A numerical calculations algorithm has been developed in the present work for a thermodynamics and aerodynamic design of an axial flow compressor. The design calculations were based on thermodynamics, gas dynamic, fluid mechanics, aerodynamic and empirical
relations. A two- dimensional compressible flow is assumed with constant axial and rotor blade velocities. A free –vortex swirl distributions was used in the design. These calculations include; power of the compressor, thermodynamic properties of the working fluid, stage efficiency, number of rotor and stator blades, tip and hub diameters, blade dimensions (chord, length and space) for
both rotor and stator, velocity triangles before and after the rotor, Mach number, solidity, degree of reaction, flow and blade angles (blade twist) and lift and drag coefficients along the blade and lift.
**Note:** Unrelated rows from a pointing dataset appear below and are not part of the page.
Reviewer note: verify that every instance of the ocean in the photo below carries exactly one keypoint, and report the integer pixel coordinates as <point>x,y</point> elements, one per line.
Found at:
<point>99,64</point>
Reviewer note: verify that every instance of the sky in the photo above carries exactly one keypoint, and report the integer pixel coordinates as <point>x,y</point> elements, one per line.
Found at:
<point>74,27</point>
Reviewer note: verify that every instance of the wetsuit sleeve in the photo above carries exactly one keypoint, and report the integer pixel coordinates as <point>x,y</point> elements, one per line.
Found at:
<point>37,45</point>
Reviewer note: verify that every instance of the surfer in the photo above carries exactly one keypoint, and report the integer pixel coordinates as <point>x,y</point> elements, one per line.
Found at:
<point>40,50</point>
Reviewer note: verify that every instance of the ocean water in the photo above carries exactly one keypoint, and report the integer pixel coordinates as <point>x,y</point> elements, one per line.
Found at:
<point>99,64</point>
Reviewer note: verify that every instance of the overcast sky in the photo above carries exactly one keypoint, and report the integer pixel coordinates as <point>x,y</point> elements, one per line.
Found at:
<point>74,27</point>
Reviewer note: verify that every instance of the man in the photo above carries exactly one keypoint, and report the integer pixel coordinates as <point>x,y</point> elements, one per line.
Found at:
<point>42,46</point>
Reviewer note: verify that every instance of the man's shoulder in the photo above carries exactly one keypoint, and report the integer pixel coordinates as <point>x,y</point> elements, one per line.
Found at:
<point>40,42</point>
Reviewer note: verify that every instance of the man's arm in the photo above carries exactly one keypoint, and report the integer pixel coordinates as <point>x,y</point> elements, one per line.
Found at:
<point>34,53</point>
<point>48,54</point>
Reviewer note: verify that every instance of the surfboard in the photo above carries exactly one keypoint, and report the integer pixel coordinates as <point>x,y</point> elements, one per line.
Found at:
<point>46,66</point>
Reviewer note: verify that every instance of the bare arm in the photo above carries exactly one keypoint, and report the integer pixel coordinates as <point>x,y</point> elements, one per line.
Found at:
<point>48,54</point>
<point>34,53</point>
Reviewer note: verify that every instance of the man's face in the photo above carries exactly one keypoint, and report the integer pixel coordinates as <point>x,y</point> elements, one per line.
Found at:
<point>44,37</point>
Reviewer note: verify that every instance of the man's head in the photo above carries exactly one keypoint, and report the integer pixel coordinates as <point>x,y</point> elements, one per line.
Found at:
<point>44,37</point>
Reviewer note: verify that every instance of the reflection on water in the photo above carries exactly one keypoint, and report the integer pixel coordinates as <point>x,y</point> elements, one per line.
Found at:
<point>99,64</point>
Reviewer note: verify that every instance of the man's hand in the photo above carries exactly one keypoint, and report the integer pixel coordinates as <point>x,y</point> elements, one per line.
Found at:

A repeated stage calculation is made to calculate the above parameters along compressor stages. The twist of the blades can be calculated along the blade length at any required number of sections selected by the designers to obtain smooth blade twist profile. The developed algorithm was tested on a compressor cascade series type NACA 65(12)10 with circular camber angle of (30). The results show that; the lift coefficient decreases as mean flow angle increases, the drag coefficient increases along blade length at a mean flow angle of (15), the relative Mach number increases
along blade length as mean flow angle increases, the ratio of total drag coefficient to lift coefficient increases when the mean flow angle increases, the drag coefficient decreases along blade length as the solidity increases, the cascade efficiency increases as the mean flow angle increase to (45).